Octet RED96e

The Octet system allows real-time and label-free analysis of biomolecular interactions for the purpose of detection, quantification of biomolecules from crude samples and kinetic analysis. It enables high-through put, automated binding analysis in 96-well microplates. Our facility offers direct measurement of biomolecular interactions on the Octet RED96e System, an enhancement to the Octet RED96 instrument with additional capabilities to expand the number and types of samples that can be analysed and increased access to data.

The Octet RED96e system monitors binding events in real-time to calculate on rates (k_on), off rates (k_off) and affinity constants (K_D). It is able to detect small molecules as well as large molecules like mammalian cells over a temperature range of 15-40 °C, allowing for kinetic measurements of unstable proteins at lower temperatures or biologically relevant molecules at physiological temperatures. Additionally, sample cooling allows to rapidly determine binding rate constants at multiple temperatures to extrapolate thermodynamic data. The eight channels of the system can be used independently to measure samples for screening purposes or in tandem. With its large quantitation dynamic range, the system is able to perform highly sensitive quantitation down to sub-ng/mL levels with 2-step and 3-step assay formats.

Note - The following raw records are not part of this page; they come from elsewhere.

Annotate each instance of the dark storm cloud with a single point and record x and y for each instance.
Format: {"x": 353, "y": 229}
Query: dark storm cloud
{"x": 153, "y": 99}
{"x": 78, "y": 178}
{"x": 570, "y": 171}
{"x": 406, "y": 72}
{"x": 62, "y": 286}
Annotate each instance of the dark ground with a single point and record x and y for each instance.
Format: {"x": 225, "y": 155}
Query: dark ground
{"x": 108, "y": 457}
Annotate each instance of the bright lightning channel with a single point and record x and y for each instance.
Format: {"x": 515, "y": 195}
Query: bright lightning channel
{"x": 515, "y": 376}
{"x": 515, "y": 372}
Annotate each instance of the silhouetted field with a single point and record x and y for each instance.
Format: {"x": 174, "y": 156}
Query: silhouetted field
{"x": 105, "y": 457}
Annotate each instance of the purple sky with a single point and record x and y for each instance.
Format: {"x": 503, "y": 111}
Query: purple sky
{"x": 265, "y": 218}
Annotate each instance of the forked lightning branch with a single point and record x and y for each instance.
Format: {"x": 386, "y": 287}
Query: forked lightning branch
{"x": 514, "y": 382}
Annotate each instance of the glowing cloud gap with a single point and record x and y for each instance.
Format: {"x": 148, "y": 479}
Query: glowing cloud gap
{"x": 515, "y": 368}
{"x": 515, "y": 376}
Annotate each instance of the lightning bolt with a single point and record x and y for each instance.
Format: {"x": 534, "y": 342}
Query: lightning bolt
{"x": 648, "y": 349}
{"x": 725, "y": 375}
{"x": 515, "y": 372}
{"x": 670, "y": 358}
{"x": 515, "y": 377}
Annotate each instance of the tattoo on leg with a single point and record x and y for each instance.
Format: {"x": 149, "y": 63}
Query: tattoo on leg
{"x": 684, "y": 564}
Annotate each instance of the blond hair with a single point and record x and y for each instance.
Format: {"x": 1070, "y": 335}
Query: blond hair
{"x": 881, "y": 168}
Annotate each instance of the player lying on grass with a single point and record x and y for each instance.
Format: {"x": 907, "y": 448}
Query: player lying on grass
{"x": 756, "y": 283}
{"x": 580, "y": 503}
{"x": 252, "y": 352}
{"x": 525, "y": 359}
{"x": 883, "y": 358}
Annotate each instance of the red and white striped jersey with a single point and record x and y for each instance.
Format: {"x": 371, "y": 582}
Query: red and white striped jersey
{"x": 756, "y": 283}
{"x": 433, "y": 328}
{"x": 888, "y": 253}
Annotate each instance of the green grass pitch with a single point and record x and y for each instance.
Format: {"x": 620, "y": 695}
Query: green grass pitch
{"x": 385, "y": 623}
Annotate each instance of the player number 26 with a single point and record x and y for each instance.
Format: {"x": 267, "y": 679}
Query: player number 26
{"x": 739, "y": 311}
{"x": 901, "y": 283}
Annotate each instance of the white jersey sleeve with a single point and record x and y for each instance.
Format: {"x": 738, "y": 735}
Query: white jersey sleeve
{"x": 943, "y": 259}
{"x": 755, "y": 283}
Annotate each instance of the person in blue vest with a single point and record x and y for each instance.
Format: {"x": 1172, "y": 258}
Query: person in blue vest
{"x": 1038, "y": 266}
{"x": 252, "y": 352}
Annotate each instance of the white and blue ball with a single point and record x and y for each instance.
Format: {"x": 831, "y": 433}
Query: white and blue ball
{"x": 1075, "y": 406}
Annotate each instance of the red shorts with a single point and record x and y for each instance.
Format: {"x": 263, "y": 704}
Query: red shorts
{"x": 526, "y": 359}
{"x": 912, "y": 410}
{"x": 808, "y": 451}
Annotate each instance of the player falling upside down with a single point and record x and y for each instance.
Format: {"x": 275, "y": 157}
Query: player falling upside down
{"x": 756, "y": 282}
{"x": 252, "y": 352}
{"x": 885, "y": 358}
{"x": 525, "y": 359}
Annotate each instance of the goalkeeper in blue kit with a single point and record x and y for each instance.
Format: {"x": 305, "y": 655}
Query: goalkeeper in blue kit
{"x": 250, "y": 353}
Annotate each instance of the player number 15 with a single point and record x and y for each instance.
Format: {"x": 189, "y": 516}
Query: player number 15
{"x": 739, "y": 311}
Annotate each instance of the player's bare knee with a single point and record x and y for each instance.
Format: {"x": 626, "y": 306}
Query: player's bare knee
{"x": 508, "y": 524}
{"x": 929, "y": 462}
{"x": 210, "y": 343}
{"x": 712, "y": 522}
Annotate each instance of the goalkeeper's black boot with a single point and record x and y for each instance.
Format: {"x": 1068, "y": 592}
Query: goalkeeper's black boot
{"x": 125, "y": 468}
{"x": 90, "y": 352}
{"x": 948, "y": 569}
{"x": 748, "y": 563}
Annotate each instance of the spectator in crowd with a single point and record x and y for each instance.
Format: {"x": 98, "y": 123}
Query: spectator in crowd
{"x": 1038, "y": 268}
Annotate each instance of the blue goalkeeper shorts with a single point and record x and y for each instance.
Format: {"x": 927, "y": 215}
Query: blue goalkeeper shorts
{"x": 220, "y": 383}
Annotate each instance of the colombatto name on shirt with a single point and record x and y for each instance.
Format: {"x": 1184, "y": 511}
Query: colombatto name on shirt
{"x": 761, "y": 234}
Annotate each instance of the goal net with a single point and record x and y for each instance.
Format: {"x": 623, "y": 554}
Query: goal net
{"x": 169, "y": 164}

The Octet RED96e instrument offers the possiblity of replacing ELISA experiments with the additional benefit of providing real-time monitoring instead of end-point measurements.

The system uses Bio-Layer Interferometry (BLI), an optical analytical technique that measures patterns between waves of light to determine binding interactions of small molecules, proteins, antibodies, and even cells, determine specificity, calculate titer, characterize affinity, and more. The system utilizes single-use, glass fiber-based biosensors, where the surface chemistry occurs at the very tip of the glass fiber. The biosensor tip is composed of two optical interfaces: an internal reference layer (optical layer) and a biocompatible matrix that minimizes non-specific binding on the surface. This matrix is coated with ligand molecules that bind the target molecules in the samples. During measurement, white light is directed down the biosensor towards the two interfaces at the tip of the biosensor. The reflected beams from each of the two layers interfere constructively or destructively at different wavelengths in the spectrum, creating an interference pattern. When molecules bind to the surface of the biosensor, the thickness of the molecular layer at the tip increases and, thus, the effective distance between the two reflective layers increases too. This causes a shift in the interference pattern of the reflected light. The interferometric profile therefore changes as a function of the optical thickness of the molecular layer (i.e. the number of molecules bound to the biosensor surface). The change in wavelength (nm shift) is reported as a function of time and a classical association/dissociation curve is obtained. Real-time, label-free analysis provides fast, sensitive and accurate measurement of kinetics, affinity and activity of complex formation without the need of generating labelled biomolecules, which is less efficient and informative for analysing biomolecular interactions. BLI also delivers stoichiometric information about binding interactions, allowing the elimination of proteins exhibiting non-optimal binding behaviour. In addition, high sensitivity measurement of binding affinities up to the millimolar range are possible.